The Apple Mac, celebrating its 30th birthday Friday, January 24, is an anomaly wrapped in a paradox: the most successful personal computer ever with single-digit market share, from the company reinventing itself as the "post PC" leader, is likely to keep growing in the enterprise, even though Apple's whole approach is consumer focused.
The overall PC market continues to decline globally, with Gartner and IDC saying it slumped 5 per cent to 7 per cent in the last quarter of 2013. The two firms differ wildly on the Mac's success in the US during the same period: IDC projects sales were off almost 6 per cent, but Gartner forecasts a 28 per cent increase, giving the Mac a quarterly market share of almost 14 per cent. But NPD Group found Apple notebooks at least declining in the period January through November 2013, from 2.6% to 1.8% of all desktops, laptops and tablets sold in the commercial space.
Another way to look at the Mac was suggested in a September 2013 blogpost by Jean-Louis Gassée, now a venture capitalist but formerly president of the Apple Products Divison: "Apple's share of the PC market may only be 10% or less, but the Mac owns 90% of the $1000+ segment in the US and enjoys a 25% to 35% margin."

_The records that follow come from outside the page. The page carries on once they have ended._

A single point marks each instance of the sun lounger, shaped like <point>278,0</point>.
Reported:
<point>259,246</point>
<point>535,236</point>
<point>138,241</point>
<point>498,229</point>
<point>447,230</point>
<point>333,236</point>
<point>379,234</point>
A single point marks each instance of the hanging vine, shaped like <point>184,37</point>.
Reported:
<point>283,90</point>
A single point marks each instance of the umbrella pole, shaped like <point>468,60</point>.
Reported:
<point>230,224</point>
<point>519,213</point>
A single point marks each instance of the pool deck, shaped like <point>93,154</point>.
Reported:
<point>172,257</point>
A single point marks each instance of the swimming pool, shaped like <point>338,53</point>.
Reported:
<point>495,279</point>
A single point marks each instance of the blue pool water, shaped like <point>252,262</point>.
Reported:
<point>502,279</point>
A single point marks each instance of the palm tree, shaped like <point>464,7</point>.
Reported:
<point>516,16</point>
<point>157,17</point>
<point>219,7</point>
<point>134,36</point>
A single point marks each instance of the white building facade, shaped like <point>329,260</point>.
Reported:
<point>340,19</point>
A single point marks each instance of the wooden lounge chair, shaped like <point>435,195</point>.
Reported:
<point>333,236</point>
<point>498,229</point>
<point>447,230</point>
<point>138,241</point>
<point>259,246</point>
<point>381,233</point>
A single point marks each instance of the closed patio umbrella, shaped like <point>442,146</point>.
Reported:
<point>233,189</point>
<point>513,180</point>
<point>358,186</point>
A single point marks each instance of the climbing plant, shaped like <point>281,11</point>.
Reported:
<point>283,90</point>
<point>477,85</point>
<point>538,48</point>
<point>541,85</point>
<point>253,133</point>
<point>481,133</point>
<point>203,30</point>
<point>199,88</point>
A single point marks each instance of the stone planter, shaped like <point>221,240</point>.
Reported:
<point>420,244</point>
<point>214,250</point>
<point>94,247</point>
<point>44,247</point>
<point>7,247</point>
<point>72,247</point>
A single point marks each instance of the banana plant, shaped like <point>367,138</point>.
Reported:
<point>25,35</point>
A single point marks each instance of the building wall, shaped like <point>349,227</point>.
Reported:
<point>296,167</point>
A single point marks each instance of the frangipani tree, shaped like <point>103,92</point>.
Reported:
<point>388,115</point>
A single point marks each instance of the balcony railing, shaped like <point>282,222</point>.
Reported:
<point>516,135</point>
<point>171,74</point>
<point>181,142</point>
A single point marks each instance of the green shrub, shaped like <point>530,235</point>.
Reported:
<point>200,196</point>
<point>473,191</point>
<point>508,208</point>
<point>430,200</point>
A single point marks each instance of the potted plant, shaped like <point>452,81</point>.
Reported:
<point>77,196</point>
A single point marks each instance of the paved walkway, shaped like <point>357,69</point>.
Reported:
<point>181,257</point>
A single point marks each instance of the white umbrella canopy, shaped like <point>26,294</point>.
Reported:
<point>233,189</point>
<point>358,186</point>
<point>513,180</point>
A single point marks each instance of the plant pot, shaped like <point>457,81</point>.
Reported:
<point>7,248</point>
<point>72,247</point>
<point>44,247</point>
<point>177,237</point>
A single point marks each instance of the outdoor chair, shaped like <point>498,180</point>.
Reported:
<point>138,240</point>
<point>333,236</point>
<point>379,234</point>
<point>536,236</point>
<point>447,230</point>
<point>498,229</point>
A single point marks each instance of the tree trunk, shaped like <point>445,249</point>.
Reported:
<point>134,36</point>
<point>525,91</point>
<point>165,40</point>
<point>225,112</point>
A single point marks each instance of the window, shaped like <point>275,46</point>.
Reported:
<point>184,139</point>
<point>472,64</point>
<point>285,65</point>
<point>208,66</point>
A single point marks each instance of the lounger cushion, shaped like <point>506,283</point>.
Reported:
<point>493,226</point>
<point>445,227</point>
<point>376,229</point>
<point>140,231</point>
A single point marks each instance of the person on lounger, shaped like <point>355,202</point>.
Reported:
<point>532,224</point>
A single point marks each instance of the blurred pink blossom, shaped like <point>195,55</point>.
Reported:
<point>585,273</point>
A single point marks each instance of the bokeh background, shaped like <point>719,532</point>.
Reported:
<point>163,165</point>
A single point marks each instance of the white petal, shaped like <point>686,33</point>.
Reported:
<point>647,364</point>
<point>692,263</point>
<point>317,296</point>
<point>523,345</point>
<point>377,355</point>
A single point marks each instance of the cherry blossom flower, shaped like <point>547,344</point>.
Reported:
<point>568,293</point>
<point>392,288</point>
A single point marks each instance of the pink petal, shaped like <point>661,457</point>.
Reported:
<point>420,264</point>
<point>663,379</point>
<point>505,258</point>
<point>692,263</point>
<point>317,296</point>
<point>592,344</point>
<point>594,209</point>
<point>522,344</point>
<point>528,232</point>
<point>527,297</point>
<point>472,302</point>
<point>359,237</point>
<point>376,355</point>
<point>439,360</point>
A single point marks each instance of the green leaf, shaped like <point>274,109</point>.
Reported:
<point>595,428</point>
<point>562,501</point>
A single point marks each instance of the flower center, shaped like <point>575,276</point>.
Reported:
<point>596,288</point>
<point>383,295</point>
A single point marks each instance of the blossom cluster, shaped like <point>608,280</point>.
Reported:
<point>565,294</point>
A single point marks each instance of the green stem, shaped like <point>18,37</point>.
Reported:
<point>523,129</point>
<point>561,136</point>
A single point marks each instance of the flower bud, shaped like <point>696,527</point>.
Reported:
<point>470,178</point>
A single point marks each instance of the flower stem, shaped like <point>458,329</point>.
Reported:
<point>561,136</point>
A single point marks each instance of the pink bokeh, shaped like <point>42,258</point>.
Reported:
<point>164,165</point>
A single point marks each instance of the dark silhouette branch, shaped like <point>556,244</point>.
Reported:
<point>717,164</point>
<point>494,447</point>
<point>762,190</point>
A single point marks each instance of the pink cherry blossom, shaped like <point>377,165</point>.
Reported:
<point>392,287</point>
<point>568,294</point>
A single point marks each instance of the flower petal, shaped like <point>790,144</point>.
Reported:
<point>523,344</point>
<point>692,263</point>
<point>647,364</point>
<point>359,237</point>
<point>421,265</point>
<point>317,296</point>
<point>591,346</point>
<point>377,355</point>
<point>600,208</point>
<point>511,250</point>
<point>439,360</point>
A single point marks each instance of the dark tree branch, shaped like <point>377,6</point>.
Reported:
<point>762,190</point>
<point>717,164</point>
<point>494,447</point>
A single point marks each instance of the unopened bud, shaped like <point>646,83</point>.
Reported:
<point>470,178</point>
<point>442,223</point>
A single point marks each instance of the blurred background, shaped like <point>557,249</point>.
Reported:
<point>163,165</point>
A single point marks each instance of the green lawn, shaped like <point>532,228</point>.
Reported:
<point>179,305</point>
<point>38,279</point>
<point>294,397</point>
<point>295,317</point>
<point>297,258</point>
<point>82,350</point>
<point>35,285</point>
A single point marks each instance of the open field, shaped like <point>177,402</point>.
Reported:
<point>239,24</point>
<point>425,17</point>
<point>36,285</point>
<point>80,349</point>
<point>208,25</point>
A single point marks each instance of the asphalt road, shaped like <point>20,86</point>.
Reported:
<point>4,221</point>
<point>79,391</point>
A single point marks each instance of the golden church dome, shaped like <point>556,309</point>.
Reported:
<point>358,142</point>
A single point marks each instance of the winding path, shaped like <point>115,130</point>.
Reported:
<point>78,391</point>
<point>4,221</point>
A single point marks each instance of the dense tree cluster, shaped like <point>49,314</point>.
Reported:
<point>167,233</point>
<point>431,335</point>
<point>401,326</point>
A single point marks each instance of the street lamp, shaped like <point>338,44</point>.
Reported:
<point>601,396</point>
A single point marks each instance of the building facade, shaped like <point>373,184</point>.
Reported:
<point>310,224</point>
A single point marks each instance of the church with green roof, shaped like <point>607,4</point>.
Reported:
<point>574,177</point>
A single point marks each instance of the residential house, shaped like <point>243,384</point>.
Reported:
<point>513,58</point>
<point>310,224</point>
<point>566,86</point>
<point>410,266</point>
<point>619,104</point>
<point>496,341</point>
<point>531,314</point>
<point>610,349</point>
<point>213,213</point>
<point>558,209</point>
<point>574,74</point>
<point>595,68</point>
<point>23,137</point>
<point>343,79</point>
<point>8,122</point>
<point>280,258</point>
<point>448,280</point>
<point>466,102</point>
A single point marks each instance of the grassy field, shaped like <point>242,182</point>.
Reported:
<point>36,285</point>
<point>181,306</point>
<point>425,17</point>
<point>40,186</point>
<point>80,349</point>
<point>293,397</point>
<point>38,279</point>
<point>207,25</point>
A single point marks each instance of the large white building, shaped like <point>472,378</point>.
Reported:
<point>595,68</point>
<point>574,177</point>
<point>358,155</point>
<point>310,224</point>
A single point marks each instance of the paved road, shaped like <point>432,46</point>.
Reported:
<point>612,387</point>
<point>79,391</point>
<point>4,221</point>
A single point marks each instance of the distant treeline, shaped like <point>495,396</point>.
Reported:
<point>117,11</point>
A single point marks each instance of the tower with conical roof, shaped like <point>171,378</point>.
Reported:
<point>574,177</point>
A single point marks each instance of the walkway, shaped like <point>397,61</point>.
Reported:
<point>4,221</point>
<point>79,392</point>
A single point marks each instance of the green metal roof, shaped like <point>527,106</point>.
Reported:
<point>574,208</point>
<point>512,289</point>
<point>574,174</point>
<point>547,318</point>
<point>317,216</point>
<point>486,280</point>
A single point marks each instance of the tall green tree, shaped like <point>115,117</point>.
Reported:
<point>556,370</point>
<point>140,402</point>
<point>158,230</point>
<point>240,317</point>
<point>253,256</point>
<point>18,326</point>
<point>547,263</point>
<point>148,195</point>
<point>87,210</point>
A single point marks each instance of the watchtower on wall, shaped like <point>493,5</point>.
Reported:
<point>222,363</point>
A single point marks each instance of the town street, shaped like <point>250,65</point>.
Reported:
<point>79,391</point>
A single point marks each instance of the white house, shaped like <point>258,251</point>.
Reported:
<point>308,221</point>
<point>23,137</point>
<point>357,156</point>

In the years following the release of the first iPhone in June 2007, companies that relegated the Mac to tiny enclaves of graphics designers and desktop publishers became huge Apple customers. The influx of iPhones and then iPads, with the mobile iOS operating system, forced IT groups into new, and uncomfortable, postures to support a new mobile reality, with acronyms like bring your own device (BYOD).
In the wake of the iOS devices, Apple continued the evolution of the Mac's OS X system software. The Mac software has come to visually resemble iOS more, taking a range of visual cues and interactions from the mobile platform. Apple created the Mac App Store, creating for OS X a similar kind of protected application environment as for iOS. There are now automatic online software updates. In 2013, for the first time, Apple began offering OS X for free.
The latter two qualify as major security enhancements, says Stephen Cobb, security research with ESET, which offers a range of endpoint security applications, including ones for the Mac. "Outdated versions of applications, including Java, Adobe and others, is a major avenue of attack for malware," Cobb says. "Making these [updates] automatic and free improves the health of the ecosystem. The Mavericks adoption rate has, I think, been faster than any previous edition." [See Galen Gruman's "The 10 best new features in OS X Mavericks"]
"Overall, Apple's intention is not addressing enterprise needs specifically, but making OS X as robust as possible," says Benjamin Levy, principal with Solutions Consulting, a Los Angeles firm that focuses on enterprise OS X and iOS deployments. "By doing so, they give users a lot more protection from threats and [give] administrators assurance that once they've set something up, it stays that way."
Apple is gradually making it easier to integrate Macs (and iOS devices) into enterprises dominated by Microsoft Windows clients and infrastructure, such as Active Directory. It has closer and better ties with third-party security and management software vendors, and it's continuing to increase the number of OS X APIs available to these vendors.
"Today, if you're an enterprise IT manager, you do have the tools you need to deploy an Apple [Mac] infrastructure as you have for Windows and Linux in the past," says Corey Nachreiner, director of security strategy and research for Watchguard, a company that offers advanced firewalls and security software.